Studies of liposomal irinotecan in healthy rats and dogs have identified the gastrointestinal tract and hematologic system as target organs of dose-dependent toxicity, with possibly resultant diarrhea, consistent with the known effects of irinotecan; lower body weight gain and reduction in food intake were also recorded, though these effects were reversible [44]. Drug-related diarrhea in rodents receiving high-dose liposomal irinotecan may be attributed to structural and functional injuries to the intestinal tract resulting from the cytotoxic activity of SN-38 [16, 45]. Indeed, CPT-11 or conjugated SN-38 may be further converted or processed to SN-38 by CES or the β-glucuronidase activity of microflora resident within the large intestine [46]. In one study using a rat model, histological damage was most severe in the cecum, with the duration of exposure to both CPT-11 and SN-38 in the intestinal epithelium, and the CPT-11 plasma Cmax closely related to the incidence and severity of CPT-11-induced delayed-onset diarrhea [47]. Intraperitoneal administration of irinotecan in mice has induced diffuse mucosal damage, with correlations reported between diarrhea grade and (1) the amount of irinotecan administered, and (2) both irinotecan and SN-38 concentrations in the intestinal wall [48].

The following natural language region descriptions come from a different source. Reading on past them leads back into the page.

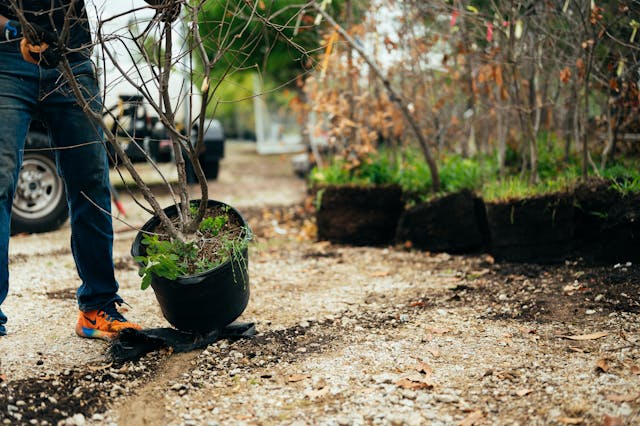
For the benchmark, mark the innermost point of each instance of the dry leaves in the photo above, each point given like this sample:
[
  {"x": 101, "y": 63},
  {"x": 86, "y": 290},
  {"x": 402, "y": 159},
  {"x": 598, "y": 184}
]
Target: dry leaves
[
  {"x": 602, "y": 365},
  {"x": 622, "y": 398},
  {"x": 297, "y": 378},
  {"x": 424, "y": 368},
  {"x": 413, "y": 384},
  {"x": 591, "y": 336},
  {"x": 571, "y": 420},
  {"x": 436, "y": 330},
  {"x": 472, "y": 419},
  {"x": 612, "y": 421}
]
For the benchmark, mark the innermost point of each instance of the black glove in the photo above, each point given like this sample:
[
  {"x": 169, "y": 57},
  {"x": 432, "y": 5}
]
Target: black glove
[
  {"x": 168, "y": 10},
  {"x": 40, "y": 46}
]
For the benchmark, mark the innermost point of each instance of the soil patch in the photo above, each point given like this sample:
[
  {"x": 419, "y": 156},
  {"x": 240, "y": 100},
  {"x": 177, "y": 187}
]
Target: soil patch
[
  {"x": 544, "y": 293},
  {"x": 358, "y": 215},
  {"x": 78, "y": 393}
]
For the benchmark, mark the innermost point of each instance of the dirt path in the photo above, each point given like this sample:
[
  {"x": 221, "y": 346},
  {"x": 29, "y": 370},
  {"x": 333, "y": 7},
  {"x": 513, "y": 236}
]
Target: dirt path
[
  {"x": 146, "y": 407},
  {"x": 346, "y": 335}
]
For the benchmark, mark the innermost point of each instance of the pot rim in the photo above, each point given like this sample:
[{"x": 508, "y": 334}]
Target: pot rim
[{"x": 171, "y": 210}]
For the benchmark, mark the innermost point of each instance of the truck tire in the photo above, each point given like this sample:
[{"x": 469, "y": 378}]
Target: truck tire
[{"x": 40, "y": 202}]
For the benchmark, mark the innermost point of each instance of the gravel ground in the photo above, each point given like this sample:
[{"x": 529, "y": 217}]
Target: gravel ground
[{"x": 345, "y": 335}]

In the present study, no diarrhea was observed and only minimal–mild toxicity in the jejunum and bone marrow was observed compared to in the tumor, despite BWL at the MTD. This result cannot be explained by low exposure to the drug because SN-38 is reportedly widely distributed throughout the body as well as in tumors (based on published and unpublished internal data [19]). Because irinotecan and SN-38 are S-phase-dependent DNA damage inducers [49], and because H2AX phosphorylation is part of cell-cycle checkpoints allowing time for repair mechanisms to correct genetic lesions or to induce apoptosis, pH2AX foci were only detected within dividing cells. As a consequence, owing to the lower doubling time of cancer cells, a greater cytotoxic effect of treatment, depicted by pH2AX expression, could have been anticipated in tumors compared with the jejunum and bone marrow.

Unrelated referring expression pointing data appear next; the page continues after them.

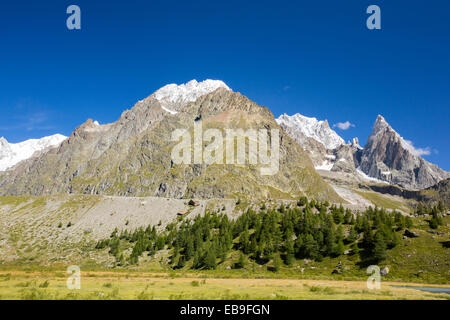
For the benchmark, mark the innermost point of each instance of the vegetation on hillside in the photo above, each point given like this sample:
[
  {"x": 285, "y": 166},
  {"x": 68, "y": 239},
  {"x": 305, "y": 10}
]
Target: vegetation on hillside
[{"x": 273, "y": 237}]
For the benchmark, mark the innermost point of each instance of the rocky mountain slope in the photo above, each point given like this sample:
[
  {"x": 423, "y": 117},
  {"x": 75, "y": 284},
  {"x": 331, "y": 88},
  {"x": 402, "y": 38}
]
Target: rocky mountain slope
[
  {"x": 389, "y": 157},
  {"x": 132, "y": 156},
  {"x": 13, "y": 153}
]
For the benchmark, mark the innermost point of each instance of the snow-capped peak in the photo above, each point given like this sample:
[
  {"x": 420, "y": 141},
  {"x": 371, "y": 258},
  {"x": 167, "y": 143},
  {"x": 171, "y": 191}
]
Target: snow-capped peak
[
  {"x": 13, "y": 153},
  {"x": 174, "y": 97},
  {"x": 380, "y": 125},
  {"x": 312, "y": 128}
]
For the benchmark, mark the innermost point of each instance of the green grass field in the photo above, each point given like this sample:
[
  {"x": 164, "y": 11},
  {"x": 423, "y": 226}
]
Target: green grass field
[{"x": 128, "y": 285}]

It is important to consider potential study limitations when interpreting our findings. No formal statistical calculations were performed to determine sample sizes across studies. Sample sizes were determined heuristically based on historical standard practice with preclinical investigations at the participating research centers. Only female mice were used in this study, which were selected for logistical reasons owing to their less aggressive nature; no sex-related differences were anticipated. Although our investigations initially assessed three PDX models for dose-range finding purposes, only one model was carried through for the full analysis. Further investigation in a larger population of PDX models is warranted.

Conclusions

In this study, we took a global approach to compare the therapeutic indexes of liposomal and non-liposomal irinotecan in a preclinical model of pancreatic PDX, which included toxicology, pharmacokinetic, efficacy and pharmacodynamic biomarker analyses. The Q1D5 schedule used for non-liposomal irinotecan was selected to mimic the extended exposure of liposomal irinotecan and approximate the clinical setting used for example in pediatric patients. Even at its optimal treatment schedules for antitumor efficacy evaluation in this study, liposomal irinotecan (Q7D) had a greater therapeutic index than non-liposomal irinotecan (Q1D5) with 20 vs. 5, respectively. Our findings showed a fourfold broader therapeutic index of a Q7D schedule of liposomal irinotecan over a Q1D5 schedule of non-liposomal irinotecan. These findings suggest that liposomal irinotecan could potentially be more beneficial to patients with pancreatic cancer than non-liposomal irinotecan. The efficacy of irinotecan has been evaluated previously in a single ‘mouse clinical trial’ using PDX models for biomarker discovery and mechanism of action analyses [50]. This type of non-clinical approach, which mimics clinical trials, could be used to document the therapeutic index of liposomal irinotecan and its differentiation from non-liposomal irinotecan in a large panel of indications (not limited to pancreatic cancer), in order to explore the heterogeneity of clinical response among patients.